Dead Rising no doubt springs to mind when video game zombie hordes are mentioned, having especially note-worthy swarms of the shambling dead. This is somewhat countered by the player being capable of turning said horde into mincemeat within minutes after strapping a lawn-mower to a wheelchair. The heroes of these adventures are always, confusingly, at more risk of being killed by their fellow man than the face eating ghouls.
Plot
Unlike zombie numbers, video games of this ilk would benefit from less rather than more. Dead Island became needlessly complicated with conspiracy theories, Dead Rising sends you back and forth trying to solve the mystery and Resident Evil has turned into a farce with its ever expanding cast of lunatics, government agents and secret research grants. Most video game players like to imagine what they would do in a zombie apocalypse, therefore casting them as the everyman would be the way to go, and the everyman isn’t going to unravel a secret government conspiracy, destroy a research facility or find the cure for the infection. The plot should be straight forward – the object of the game is to escape. For example, if the player begins in the centre of a major town and the object is to get out without being eaten. A well build sandbox would be perfect, giving players options of which way to go. The atmosphere should come from the situation, not a hackneyed story put together by a kindergartner.
The Human Element
What’s the point of facing the apocalypse alone? Nothing would enhance a survival horror game than having to rely on someone else. Left 4 Dead had the right idea about this when it put four online players together and throw zombies at them, telling them that they can cooperate of die. The flaw in this concept is that players are given no choice but to cooperate with each other by working their way through various scenarios engineered for a group of people to over-come using teamwork.
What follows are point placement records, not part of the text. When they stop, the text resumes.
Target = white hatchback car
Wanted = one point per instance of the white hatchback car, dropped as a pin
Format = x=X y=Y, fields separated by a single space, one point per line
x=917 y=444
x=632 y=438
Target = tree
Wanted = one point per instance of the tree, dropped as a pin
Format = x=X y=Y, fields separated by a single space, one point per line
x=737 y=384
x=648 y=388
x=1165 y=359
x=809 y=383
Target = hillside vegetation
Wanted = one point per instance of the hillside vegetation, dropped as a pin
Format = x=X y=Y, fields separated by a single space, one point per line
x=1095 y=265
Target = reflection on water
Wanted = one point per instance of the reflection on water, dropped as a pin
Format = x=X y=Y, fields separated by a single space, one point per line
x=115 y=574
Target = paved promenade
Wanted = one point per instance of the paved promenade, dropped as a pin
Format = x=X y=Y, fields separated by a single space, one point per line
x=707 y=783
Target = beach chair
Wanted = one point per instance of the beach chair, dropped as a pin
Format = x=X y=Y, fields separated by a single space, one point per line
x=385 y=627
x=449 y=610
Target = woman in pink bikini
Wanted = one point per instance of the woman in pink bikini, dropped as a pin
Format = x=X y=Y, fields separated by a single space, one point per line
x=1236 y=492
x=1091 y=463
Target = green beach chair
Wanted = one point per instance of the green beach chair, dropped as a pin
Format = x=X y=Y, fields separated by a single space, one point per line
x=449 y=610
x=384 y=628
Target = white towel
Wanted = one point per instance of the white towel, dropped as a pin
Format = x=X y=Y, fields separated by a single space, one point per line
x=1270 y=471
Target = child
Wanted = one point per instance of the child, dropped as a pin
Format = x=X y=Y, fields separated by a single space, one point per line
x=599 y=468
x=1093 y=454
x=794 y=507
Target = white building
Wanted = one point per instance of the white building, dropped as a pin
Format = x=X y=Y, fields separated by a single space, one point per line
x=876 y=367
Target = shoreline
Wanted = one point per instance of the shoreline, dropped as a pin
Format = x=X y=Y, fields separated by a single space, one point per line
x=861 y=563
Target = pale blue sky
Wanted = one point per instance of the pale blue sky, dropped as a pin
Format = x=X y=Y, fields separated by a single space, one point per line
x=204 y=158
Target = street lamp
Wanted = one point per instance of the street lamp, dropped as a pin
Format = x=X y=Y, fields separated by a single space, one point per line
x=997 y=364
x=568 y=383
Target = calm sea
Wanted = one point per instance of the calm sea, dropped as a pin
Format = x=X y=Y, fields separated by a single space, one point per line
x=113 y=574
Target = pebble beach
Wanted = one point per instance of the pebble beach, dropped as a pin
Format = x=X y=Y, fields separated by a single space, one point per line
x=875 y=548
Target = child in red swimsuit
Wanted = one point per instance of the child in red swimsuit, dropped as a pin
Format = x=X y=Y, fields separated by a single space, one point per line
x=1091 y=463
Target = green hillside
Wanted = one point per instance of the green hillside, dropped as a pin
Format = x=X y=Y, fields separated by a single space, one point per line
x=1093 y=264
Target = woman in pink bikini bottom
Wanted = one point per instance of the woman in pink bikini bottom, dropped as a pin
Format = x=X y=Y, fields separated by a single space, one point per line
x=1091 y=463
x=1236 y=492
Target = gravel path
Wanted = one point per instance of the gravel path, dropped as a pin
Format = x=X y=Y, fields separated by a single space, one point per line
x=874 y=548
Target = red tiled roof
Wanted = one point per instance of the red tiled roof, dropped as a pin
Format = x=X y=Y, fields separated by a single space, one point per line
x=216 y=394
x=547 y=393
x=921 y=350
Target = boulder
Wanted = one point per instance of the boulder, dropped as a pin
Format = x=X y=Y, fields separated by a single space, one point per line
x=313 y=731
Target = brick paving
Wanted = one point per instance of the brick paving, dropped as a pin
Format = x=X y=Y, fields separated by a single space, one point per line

The problem here is that the scenario isn’t totally realistic, lest of all in the world of online gaming. If online gaming has left us with one thing, let it be this: people are dicks. Sure, working together in a cooperative environment to solve a puzzle ala Portal 2 is rewarding, but when the same two people are facing the flesh eating masses we’ll see who throws who into the fire first. Dead Island had the nifty mechanic where online players in the same area of the game as you could drop into your game, if only to clobber zombies together. If such a mechanic still existed but served more of a purpose it could be something really worthwhile. Imagine if a second player could help you move heavy obstacles and open a new exit – or grab your supplies while you hold back the zombies and leave you in the lurch. Having to rely on other people to help you survive knowing that they could turn against you at a moments notice will make the game an experience unlike any other.
Conclusion
In the metaphorical blender we need the hordes of zombies from Dead Rising, the online drop in mechanic from Dead Island, along with the improvised weapons, the limited supplies of Resident Evil with the ability to barricade from Call of Duty, the reliance on people lifted from Left 4 Dead and a nice sandbox town to put it in. We need someone making this game happen.